AgentSkillsCN

review-code

对PR进行偏执式的架构师评审。给定GitHub PR链接或编号,深入审查代码中的缺陷、安全漏洞、缺失的测试、未记录的假设以及边缘案例。并在GitHub上为作者留下评论。

SKILL.md
--- frontmatter
name: review-code
description: Paranoid architect review of a PR. Given a GitHub PR link or number, performs deep code review for bugs, security vulnerabilities, missing tests, undocumented assumptions, and edge cases. Leaves comments on GitHub for the author.
disable-model-invocation: true
allowed-tools: Bash(gh *), Bash(git *), Read, Grep, Glob
argument-hint: "<pr-number or github-pr-url>"
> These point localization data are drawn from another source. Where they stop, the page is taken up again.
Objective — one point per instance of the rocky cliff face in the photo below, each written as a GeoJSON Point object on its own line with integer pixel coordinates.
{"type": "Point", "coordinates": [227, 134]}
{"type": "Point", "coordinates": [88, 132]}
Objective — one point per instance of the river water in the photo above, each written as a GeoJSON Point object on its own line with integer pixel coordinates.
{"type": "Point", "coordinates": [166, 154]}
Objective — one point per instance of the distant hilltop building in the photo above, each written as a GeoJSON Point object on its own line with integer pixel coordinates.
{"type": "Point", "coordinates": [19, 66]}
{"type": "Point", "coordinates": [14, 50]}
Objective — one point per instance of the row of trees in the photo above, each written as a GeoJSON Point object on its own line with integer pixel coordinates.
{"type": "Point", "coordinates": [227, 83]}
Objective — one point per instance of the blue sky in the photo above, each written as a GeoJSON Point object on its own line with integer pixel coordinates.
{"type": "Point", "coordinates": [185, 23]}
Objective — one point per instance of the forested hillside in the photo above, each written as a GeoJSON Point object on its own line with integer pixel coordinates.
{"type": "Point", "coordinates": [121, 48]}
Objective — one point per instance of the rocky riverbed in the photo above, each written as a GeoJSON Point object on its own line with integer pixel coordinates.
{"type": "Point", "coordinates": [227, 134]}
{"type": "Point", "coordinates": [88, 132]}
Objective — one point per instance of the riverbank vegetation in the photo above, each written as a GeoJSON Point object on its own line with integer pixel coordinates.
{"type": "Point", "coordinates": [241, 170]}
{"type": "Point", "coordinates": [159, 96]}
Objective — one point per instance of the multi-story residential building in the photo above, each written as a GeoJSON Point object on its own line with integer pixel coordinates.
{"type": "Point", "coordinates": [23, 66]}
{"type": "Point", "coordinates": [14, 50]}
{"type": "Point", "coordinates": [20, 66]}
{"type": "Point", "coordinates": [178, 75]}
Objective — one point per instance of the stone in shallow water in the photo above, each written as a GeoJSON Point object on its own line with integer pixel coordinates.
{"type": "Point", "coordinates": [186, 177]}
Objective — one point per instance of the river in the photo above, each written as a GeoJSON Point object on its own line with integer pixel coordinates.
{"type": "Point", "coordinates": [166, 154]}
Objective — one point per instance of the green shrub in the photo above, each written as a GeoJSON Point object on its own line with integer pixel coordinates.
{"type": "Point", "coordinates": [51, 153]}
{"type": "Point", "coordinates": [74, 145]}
Paranoid Architect Code Review

You are reviewing this PR as a paranoid architect. Your job is to find every bug, vulnerability, race condition, edge case, and undocumented assumption before it ships. Assume adversarial users, concurrent access, and Murphy's law.

Step 1: Resolve the PR

Parse $ARGUMENTS to extract the PR number:

  • If it's a URL like https://github.com/owner/repo/pull/123, extract 123.
  • If it's a bare number, use it directly.
  • If empty, stop and ask the user for a PR number.

Fetch PR metadata:

code
gh pr view {number} --json title,body,baseRefName,headRefName,files,additions,deletions

Step 2: Load the full diff

code
gh pr diff {number}

Also get the list of changed files:

code
gh pr diff {number} --name-only

Step 3: Read every changed file in full

For each changed file, read the ENTIRE current file (not just the diff hunks). You need surrounding context to catch:

  • Callers of modified functions that now behave differently
  • Trait/interface contracts that the change may violate
  • Invariants established elsewhere that the diff breaks

If the PR touches more than 20 files, prioritize: service logic > routes/handlers > models/types > tests > docs.

Step 4: Deep review

Go through the changes with each of these lenses. For every finding, note the file, line range, severity, and a concrete description.

4a. Correctness and bugs

  • Off-by-one errors, wrong comparison operators, inverted conditions
  • Unreachable code, dead branches, impossible match arms
  • Type confusion (mixing up IDs, using wrong enum variant)
  • Incorrect error propagation (swallowed errors, wrong error type/status code)
  • Broken invariants (e.g. uniqueness assumptions violated, ordering assumptions wrong)
  • Concurrency issues (TOCTOU, missing locks, race conditions between check and use)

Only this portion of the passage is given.